#Six Trends that Will Disrupt the Insurance Industry for Good
The insurance industry, which is presently pegged at USD 60billion, is expected to grow four folds in the next 10 year period
Last year, there was too much news buzzing around the insurance industry as multiple public-sector undertakings (PSUs) and private companies, such as HDFC Standard Life Insurance, New India Assurance, ICICI Lombard General Insurance along SBI Life and General Insurance Corporation issued Initial Public Offerings (IPOs) to list themselves at the stock market. The move clearly indicated that the industry means serious business.
The insurance industry, which is presently pegged at USD 60billion, is expected to grow four folds in the next 10 year period. With technology-driven innovation kicking in, sooner or later, this growth will be driven by a major industry disruption and the customer will be the final winner in this game. In a recent report, Deloitte listed five exponential trends that will drive this disruption in the industry:
Chatbots have been around the block for quite some time and all of us have been witness to its ups and downs. But soon with advances in cognitive technologies, Deloitte says, it will be possible to provide increasingly accurate and relevant automated dialogues.
Take the example of speech recognition software, which has made noted developments in reducing word error rates. Similarly, deep learning techniques have helped in machine translation.
“Improvements in speech and language processing technologies are making chatbots more capable, expanding their potential applications across the enterprise,” the report added.
Wearable technology is the new trend in the market and all thanks to the Internet of Things (IoT). In fact, as per IDC Asia, India's wearable market was up by 42% in the second quarter of 2016 — over 567,000 units of wearables were sold.
During a previous interaction with Entrepreneur India, Mohit Rochlani, Director (Operations & and IT) of IndiaFirst Life Insurance said IoT can be used more in the general insurance segment wherein Fitbit or any related device can be used to track the customer’s health and offer better rates.
Similarly, the report shares an example of Bajaj Allianz. The company recently launched DriveSmart device, which allows customers use pay-as-you-drive motor insurance policy and the product supported by telematics technology.
The gap between covering everything every time and precisely the risks faced at a certain moment called for a new product called on-demand insurance, the report shares. The product is driven either by need or an event.
One of the first players in the Indian on-demand insurance space is Fingoole. This insurtech provides travel-related covers such as missed flight, delay of checked-in luggage, bounced hotel booking, credit/debit card and personal accident during the trip.
Sharing economy as a concept has disrupted various sectors like transportation (carpool services) and B2B real-estate through co-working spaces. The concept is now all set to create a stir in the insurance industry and the new model is globally known as P2P insurance.
The report notes that the new insurance companies in the fast-growing P2P segment are using crowdsourcing and social networking to create a shared insurance experience, but one needs to wait and watch whether P2P insurance will work for the Indian market.

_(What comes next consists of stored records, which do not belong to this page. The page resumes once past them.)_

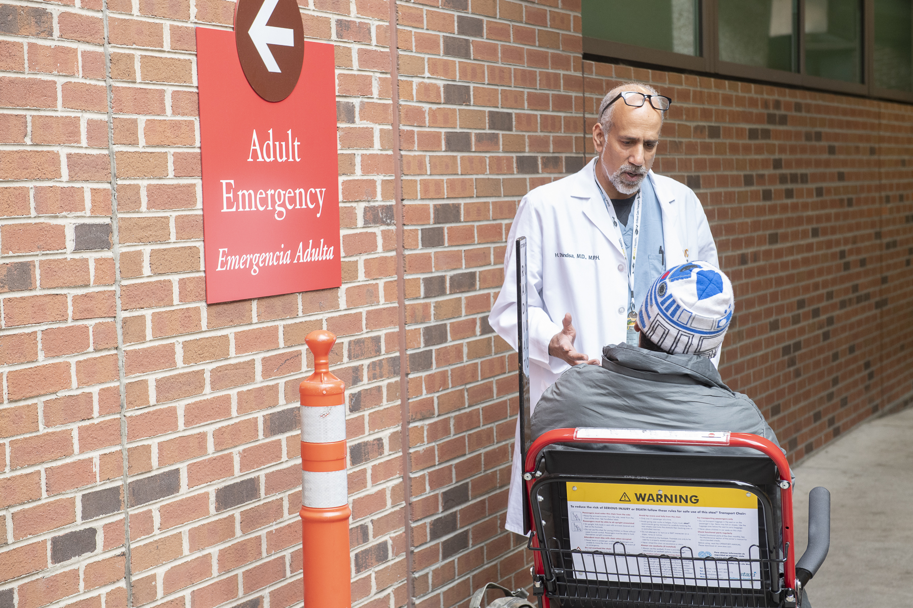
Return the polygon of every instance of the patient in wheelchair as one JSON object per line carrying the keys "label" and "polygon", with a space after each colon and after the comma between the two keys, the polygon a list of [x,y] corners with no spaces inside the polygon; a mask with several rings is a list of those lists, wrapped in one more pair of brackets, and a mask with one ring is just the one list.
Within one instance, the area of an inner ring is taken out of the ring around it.
{"label": "patient in wheelchair", "polygon": [[[732,319],[734,304],[729,278],[709,263],[692,262],[666,271],[650,287],[640,307],[635,325],[639,345],[610,345],[603,349],[602,366],[579,365],[562,374],[533,409],[533,440],[554,428],[590,427],[753,433],[779,447],[758,407],[727,386],[713,362]],[[556,444],[548,449],[580,448],[758,456],[747,448],[687,445],[575,442],[572,447]],[[549,492],[543,490],[537,503],[545,539],[560,533],[556,528],[560,507],[552,504],[553,498],[543,501],[543,497],[552,496]],[[772,529],[776,530],[782,524],[779,493],[771,491],[771,496],[776,512]],[[802,606],[811,608],[804,590]]]}
{"label": "patient in wheelchair", "polygon": [[[535,439],[553,428],[597,427],[754,433],[780,445],[758,407],[723,382],[712,358],[732,318],[732,284],[706,262],[681,264],[650,287],[637,316],[640,346],[603,349],[602,366],[566,371],[531,417]],[[594,449],[636,446],[592,444]],[[651,450],[713,452],[668,446]],[[733,453],[731,450],[729,453]]]}

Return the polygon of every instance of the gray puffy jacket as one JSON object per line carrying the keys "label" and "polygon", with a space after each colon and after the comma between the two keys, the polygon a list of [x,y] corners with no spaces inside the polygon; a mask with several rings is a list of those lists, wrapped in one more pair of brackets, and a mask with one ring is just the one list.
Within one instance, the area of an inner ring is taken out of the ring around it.
{"label": "gray puffy jacket", "polygon": [[[709,359],[624,344],[603,348],[602,366],[581,365],[564,372],[536,405],[531,425],[533,438],[552,428],[599,427],[754,433],[780,445],[754,402],[723,384]],[[622,445],[588,447],[636,449]],[[698,446],[650,446],[649,449],[758,454],[750,448]]]}

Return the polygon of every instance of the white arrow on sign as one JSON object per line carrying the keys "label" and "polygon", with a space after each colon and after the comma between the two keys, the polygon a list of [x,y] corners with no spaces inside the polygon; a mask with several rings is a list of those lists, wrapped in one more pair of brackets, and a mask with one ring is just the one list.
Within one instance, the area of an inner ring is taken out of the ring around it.
{"label": "white arrow on sign", "polygon": [[250,39],[254,42],[254,46],[257,47],[257,52],[260,54],[260,58],[263,59],[263,63],[270,72],[281,72],[282,70],[279,69],[279,65],[276,63],[273,53],[267,45],[295,46],[295,30],[290,27],[273,27],[267,25],[278,2],[279,0],[264,0],[254,23],[247,30]]}

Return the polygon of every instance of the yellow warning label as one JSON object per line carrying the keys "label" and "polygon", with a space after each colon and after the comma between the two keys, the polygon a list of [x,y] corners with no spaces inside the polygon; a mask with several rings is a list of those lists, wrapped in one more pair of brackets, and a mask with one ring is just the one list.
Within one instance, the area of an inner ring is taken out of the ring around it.
{"label": "yellow warning label", "polygon": [[568,482],[568,500],[679,507],[757,509],[758,498],[735,488]]}

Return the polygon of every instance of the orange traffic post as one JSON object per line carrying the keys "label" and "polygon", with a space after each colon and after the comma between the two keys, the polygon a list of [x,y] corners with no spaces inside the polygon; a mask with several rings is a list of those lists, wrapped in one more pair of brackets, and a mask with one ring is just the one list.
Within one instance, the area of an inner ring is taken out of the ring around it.
{"label": "orange traffic post", "polygon": [[336,336],[316,331],[305,342],[314,354],[314,373],[299,386],[304,607],[350,608],[345,383],[330,373]]}

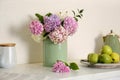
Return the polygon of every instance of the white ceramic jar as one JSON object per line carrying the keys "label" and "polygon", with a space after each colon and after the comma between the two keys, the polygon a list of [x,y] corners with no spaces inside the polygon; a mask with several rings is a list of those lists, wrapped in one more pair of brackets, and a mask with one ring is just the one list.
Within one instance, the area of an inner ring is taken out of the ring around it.
{"label": "white ceramic jar", "polygon": [[10,68],[16,65],[15,43],[0,44],[0,67]]}

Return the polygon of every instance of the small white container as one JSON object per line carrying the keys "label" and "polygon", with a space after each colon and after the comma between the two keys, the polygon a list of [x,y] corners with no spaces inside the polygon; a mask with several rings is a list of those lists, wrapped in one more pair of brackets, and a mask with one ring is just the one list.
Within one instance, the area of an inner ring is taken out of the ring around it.
{"label": "small white container", "polygon": [[10,68],[16,65],[15,43],[0,44],[0,67]]}

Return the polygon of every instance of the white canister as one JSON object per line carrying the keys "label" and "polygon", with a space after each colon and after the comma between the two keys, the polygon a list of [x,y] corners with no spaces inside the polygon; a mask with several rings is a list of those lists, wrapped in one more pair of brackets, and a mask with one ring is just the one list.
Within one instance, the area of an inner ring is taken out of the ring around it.
{"label": "white canister", "polygon": [[0,44],[0,67],[10,68],[16,65],[15,43]]}

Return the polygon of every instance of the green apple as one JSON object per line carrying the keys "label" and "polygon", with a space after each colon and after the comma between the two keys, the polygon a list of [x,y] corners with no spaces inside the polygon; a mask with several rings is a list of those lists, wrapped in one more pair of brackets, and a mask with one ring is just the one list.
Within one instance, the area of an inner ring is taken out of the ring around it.
{"label": "green apple", "polygon": [[101,54],[99,56],[99,62],[100,63],[112,63],[113,60],[112,60],[110,55],[108,55],[108,54]]}
{"label": "green apple", "polygon": [[112,57],[113,63],[118,63],[120,61],[120,56],[118,53],[114,52],[110,56]]}
{"label": "green apple", "polygon": [[90,54],[88,54],[88,61],[91,64],[95,64],[98,62],[98,56],[99,56],[99,54],[97,54],[97,53],[90,53]]}
{"label": "green apple", "polygon": [[108,45],[104,45],[102,47],[102,54],[108,54],[110,55],[112,53],[112,48]]}

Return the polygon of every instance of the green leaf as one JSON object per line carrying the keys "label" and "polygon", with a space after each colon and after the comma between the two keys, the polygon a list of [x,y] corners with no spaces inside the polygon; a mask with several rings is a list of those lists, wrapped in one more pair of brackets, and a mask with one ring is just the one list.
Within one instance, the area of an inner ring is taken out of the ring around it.
{"label": "green leaf", "polygon": [[44,24],[43,16],[38,13],[36,13],[35,15],[38,17],[39,21]]}
{"label": "green leaf", "polygon": [[46,14],[46,16],[51,16],[51,15],[52,15],[52,13],[47,13],[47,14]]}
{"label": "green leaf", "polygon": [[66,66],[69,66],[69,64],[67,62],[64,62]]}
{"label": "green leaf", "polygon": [[70,69],[72,70],[79,70],[78,65],[75,62],[70,63]]}
{"label": "green leaf", "polygon": [[78,21],[78,19],[77,19],[76,17],[74,17],[74,19],[75,19],[76,21]]}

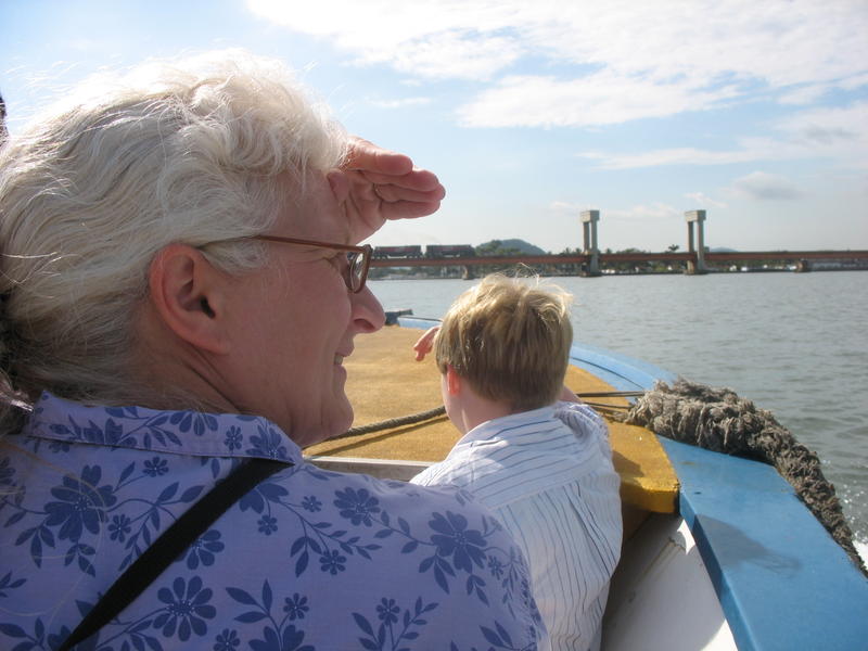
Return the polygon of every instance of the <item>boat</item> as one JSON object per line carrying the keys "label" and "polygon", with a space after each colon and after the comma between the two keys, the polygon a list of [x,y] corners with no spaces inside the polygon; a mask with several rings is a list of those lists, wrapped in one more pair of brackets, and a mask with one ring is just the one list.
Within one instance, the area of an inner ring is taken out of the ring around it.
{"label": "boat", "polygon": [[[361,426],[305,450],[314,463],[407,481],[460,437],[437,416],[434,362],[417,363],[410,350],[420,329],[438,321],[398,314],[391,320],[394,327],[357,337],[346,360]],[[576,343],[566,383],[596,396],[608,413],[623,407],[625,395],[675,380],[653,365]],[[602,649],[868,649],[868,578],[774,467],[623,422],[610,421],[610,437],[624,544]]]}

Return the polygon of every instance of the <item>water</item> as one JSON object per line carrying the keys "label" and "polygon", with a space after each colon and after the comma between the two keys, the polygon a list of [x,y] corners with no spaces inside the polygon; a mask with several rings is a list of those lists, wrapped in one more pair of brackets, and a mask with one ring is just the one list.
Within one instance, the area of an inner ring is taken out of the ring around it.
{"label": "water", "polygon": [[[728,386],[822,460],[868,550],[868,272],[556,278],[577,341]],[[386,309],[439,318],[471,282],[371,281]]]}

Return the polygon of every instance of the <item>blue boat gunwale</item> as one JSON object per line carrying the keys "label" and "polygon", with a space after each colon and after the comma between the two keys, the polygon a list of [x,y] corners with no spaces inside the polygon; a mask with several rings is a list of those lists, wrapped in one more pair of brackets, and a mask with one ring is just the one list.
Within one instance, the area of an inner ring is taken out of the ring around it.
{"label": "blue boat gunwale", "polygon": [[[436,319],[399,317],[405,328]],[[570,361],[618,391],[676,376],[574,344]],[[679,511],[732,636],[748,649],[857,649],[868,639],[868,580],[770,465],[658,437],[679,480]]]}

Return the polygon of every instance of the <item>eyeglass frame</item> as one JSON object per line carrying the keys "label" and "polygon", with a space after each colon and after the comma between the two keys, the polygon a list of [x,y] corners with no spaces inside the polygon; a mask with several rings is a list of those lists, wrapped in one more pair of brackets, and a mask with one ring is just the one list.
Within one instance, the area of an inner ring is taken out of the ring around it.
{"label": "eyeglass frame", "polygon": [[302,246],[315,246],[317,248],[331,248],[333,251],[361,254],[361,275],[358,286],[353,286],[353,279],[355,278],[353,276],[353,264],[347,264],[346,271],[343,273],[344,284],[346,284],[346,289],[349,290],[350,293],[358,294],[365,289],[365,284],[368,282],[368,270],[371,267],[371,257],[373,255],[373,246],[370,244],[354,246],[352,244],[335,244],[333,242],[319,242],[317,240],[298,240],[296,238],[282,238],[280,235],[251,235],[245,239],[278,242],[280,244],[301,244]]}

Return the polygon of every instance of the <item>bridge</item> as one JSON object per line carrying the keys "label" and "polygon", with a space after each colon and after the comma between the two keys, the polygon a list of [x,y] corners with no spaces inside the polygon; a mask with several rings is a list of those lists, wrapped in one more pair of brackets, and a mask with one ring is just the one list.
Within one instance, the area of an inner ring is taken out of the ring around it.
{"label": "bridge", "polygon": [[[597,224],[600,221],[599,210],[585,210],[580,215],[584,253],[575,254],[547,254],[547,255],[511,255],[511,256],[476,256],[469,245],[432,245],[429,246],[425,257],[422,257],[420,245],[383,247],[383,255],[374,254],[372,267],[463,267],[464,276],[473,275],[471,267],[480,265],[514,266],[514,265],[546,265],[562,266],[577,265],[578,272],[583,276],[599,276],[601,265],[618,263],[684,263],[687,273],[705,273],[709,271],[706,263],[732,264],[750,263],[757,260],[790,261],[795,263],[797,271],[810,270],[812,260],[829,263],[852,263],[857,268],[868,268],[868,251],[716,251],[705,250],[704,222],[705,210],[689,210],[685,213],[687,221],[687,251],[665,251],[660,253],[622,252],[600,253],[597,243]],[[694,237],[695,235],[695,237]],[[386,251],[391,250],[391,251]],[[412,255],[405,255],[404,250]],[[380,250],[378,250],[380,253]],[[390,257],[390,254],[398,256]],[[433,255],[432,255],[433,254]],[[564,269],[561,269],[563,271]]]}
{"label": "bridge", "polygon": [[[630,253],[598,253],[596,254],[601,266],[615,263],[652,263],[675,261],[698,264],[698,252],[685,251],[681,253],[666,251],[661,253],[630,252]],[[595,254],[550,254],[550,255],[510,255],[510,256],[461,256],[448,258],[383,258],[372,259],[371,267],[473,267],[478,265],[510,266],[510,265],[590,265]],[[868,250],[865,251],[726,251],[705,252],[706,263],[732,264],[754,260],[787,260],[800,263],[802,260],[830,260],[850,261],[866,260]]]}

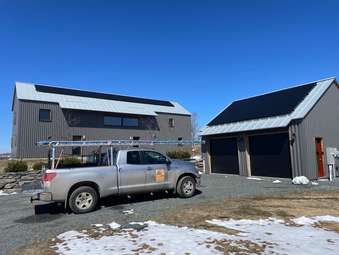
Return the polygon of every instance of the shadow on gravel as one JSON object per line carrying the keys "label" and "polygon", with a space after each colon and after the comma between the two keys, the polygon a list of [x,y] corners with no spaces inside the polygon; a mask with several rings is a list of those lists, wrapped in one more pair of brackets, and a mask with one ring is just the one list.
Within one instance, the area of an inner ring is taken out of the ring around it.
{"label": "shadow on gravel", "polygon": [[[201,193],[202,192],[200,191],[196,190],[194,196],[192,198]],[[127,196],[111,196],[101,199],[99,203],[102,206],[105,207],[111,207],[111,209],[112,210],[120,211],[125,209],[124,205],[132,205],[151,201],[155,202],[157,200],[168,200],[169,199],[182,199],[179,198],[176,194],[174,194],[170,192],[168,193],[159,192],[153,192],[153,195],[151,195],[150,193],[131,195],[131,198],[129,198]],[[190,199],[190,198],[187,199]]]}

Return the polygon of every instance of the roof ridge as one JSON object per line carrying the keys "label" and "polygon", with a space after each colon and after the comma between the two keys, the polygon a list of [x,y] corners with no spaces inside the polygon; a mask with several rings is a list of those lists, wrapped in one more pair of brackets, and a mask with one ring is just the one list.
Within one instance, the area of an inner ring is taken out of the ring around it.
{"label": "roof ridge", "polygon": [[264,95],[267,95],[268,94],[271,94],[271,93],[274,93],[274,92],[279,92],[279,91],[282,91],[283,90],[285,90],[286,89],[292,89],[293,88],[297,88],[298,87],[301,87],[301,86],[304,86],[304,85],[307,85],[308,84],[311,84],[312,83],[318,83],[318,82],[323,82],[323,81],[328,81],[329,80],[331,80],[331,79],[336,79],[336,77],[334,76],[333,77],[331,77],[330,78],[326,78],[326,79],[322,79],[322,80],[319,80],[319,81],[315,81],[314,82],[308,82],[307,83],[304,83],[303,84],[300,84],[300,85],[296,85],[296,86],[289,87],[288,88],[285,88],[284,89],[278,89],[278,90],[274,90],[273,91],[270,91],[269,92],[263,93],[262,94],[259,94],[258,95],[254,95],[254,96],[248,96],[247,97],[244,97],[243,98],[240,98],[240,99],[237,99],[237,100],[234,100],[233,101],[231,101],[231,102],[232,103],[232,102],[236,102],[237,101],[240,101],[241,100],[247,99],[248,98],[252,98],[252,97],[256,97],[257,96],[263,96]]}

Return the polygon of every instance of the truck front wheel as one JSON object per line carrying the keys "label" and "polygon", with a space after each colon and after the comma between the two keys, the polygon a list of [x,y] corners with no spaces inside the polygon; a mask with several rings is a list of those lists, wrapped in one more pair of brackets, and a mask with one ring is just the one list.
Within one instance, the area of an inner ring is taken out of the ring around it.
{"label": "truck front wheel", "polygon": [[195,193],[195,181],[191,176],[184,176],[177,186],[177,193],[181,198],[188,198]]}
{"label": "truck front wheel", "polygon": [[92,188],[83,186],[74,191],[69,197],[69,207],[74,213],[86,213],[93,210],[98,202],[97,193]]}

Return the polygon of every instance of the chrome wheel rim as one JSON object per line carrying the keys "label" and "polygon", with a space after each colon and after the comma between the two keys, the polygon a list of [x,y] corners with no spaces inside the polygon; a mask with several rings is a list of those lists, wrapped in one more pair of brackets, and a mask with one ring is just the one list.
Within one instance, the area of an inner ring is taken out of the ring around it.
{"label": "chrome wheel rim", "polygon": [[82,192],[78,195],[75,199],[75,204],[79,209],[84,210],[87,209],[93,202],[93,197],[92,195],[87,192]]}
{"label": "chrome wheel rim", "polygon": [[185,184],[184,184],[184,192],[189,195],[193,191],[193,184],[192,183],[192,181],[190,180],[186,181]]}

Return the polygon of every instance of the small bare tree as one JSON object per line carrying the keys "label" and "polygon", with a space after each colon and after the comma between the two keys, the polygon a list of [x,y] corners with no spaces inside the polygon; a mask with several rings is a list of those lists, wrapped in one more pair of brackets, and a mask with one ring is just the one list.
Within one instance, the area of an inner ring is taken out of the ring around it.
{"label": "small bare tree", "polygon": [[158,122],[154,116],[143,118],[140,121],[142,127],[149,132],[150,140],[156,139],[156,132],[160,130]]}
{"label": "small bare tree", "polygon": [[192,140],[198,140],[198,132],[199,128],[198,113],[194,111],[191,115],[191,139]]}

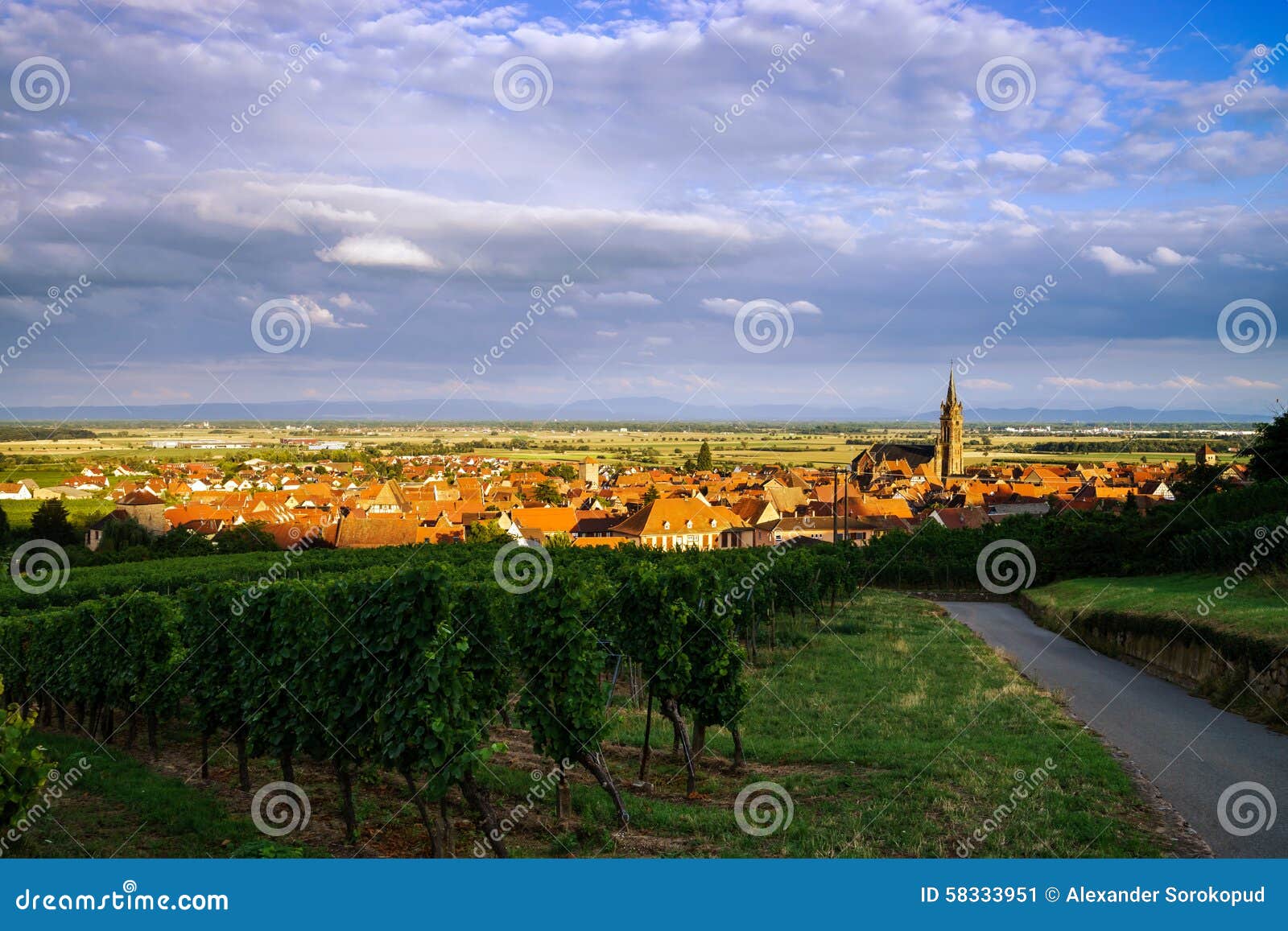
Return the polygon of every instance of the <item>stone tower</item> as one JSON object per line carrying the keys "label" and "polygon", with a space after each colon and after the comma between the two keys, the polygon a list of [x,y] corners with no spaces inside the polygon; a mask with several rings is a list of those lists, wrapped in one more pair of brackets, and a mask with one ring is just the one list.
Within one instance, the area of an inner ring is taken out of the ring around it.
{"label": "stone tower", "polygon": [[577,470],[581,476],[581,482],[587,488],[599,488],[599,462],[592,460],[590,456],[581,461],[581,466]]}
{"label": "stone tower", "polygon": [[957,382],[948,370],[948,397],[939,406],[939,442],[935,443],[935,466],[940,478],[961,475],[962,469],[962,403],[957,399]]}

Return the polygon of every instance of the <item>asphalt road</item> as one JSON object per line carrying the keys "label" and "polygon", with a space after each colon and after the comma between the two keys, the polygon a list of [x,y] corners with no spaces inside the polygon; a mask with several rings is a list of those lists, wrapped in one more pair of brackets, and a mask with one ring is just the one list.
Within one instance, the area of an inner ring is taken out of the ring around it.
{"label": "asphalt road", "polygon": [[[1288,811],[1245,836],[1226,831],[1217,814],[1222,792],[1236,783],[1260,783],[1288,805],[1288,737],[1038,627],[1019,608],[988,601],[942,604],[1015,657],[1024,675],[1060,690],[1073,713],[1126,751],[1217,856],[1288,856]],[[1264,800],[1269,815],[1269,800],[1260,788],[1236,789],[1230,801],[1251,798],[1249,792]],[[1242,807],[1249,816],[1242,824],[1227,818],[1236,829],[1247,831],[1258,820],[1248,805],[1226,807],[1235,813]]]}

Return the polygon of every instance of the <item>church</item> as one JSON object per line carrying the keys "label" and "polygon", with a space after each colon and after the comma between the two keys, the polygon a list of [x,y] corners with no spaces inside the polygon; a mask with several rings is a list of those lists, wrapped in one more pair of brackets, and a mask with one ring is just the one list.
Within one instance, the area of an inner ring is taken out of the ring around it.
{"label": "church", "polygon": [[939,439],[935,443],[875,443],[859,453],[850,467],[867,485],[895,462],[907,462],[909,470],[929,466],[940,480],[963,473],[962,466],[962,403],[957,398],[957,382],[948,371],[948,397],[939,406]]}

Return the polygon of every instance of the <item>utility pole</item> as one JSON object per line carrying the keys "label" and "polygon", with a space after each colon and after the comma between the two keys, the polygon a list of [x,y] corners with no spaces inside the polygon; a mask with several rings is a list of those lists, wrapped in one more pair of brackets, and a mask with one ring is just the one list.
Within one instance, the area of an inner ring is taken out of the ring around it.
{"label": "utility pole", "polygon": [[836,542],[836,475],[840,473],[840,466],[832,466],[832,542]]}

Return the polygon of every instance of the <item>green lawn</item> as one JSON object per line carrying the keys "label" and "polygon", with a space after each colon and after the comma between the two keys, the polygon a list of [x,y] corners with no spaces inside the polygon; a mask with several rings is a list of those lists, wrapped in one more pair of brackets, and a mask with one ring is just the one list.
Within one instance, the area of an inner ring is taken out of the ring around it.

Internationally, some of the startups working in this space are Germany-based Friendsurance, France-based InsPeer, London, UK-based Guevara and New-York based Lemonade.
Chances are that you must read enough about blockchain and its potential uses. For those of you who are new to technology, blockchain is digital distributed ledger that can help companies detect frauds, save time and manpower, maintain e-records, etc.
Smart contracts powered by a Blockchain could provide customers and insurers with means to manage claims in a transparent, responsive and irrefutable manner, the report added. However, for blockchain to work, the community needs to partner and work together on a platform.
According to a Business Standard report, thirteen Indian insurance companies, which include HDFC Life, India First, IDBI Federal Life Insurance are creating a central repository of policyholder data, so that insurers need not repeat the registration procedure for multiple policies.
Robotic Process Automation
Traditional cost reduction mediums are not enough in today world and that’s when computer-coded, rule based software that are known to automate manual activities rule-based tasks come to the companies rescue
One of the common use case has been around accounting close, which is a rules-based process, conducted across multiple locations often requiring multiple handoffs, Deloitte pointed out.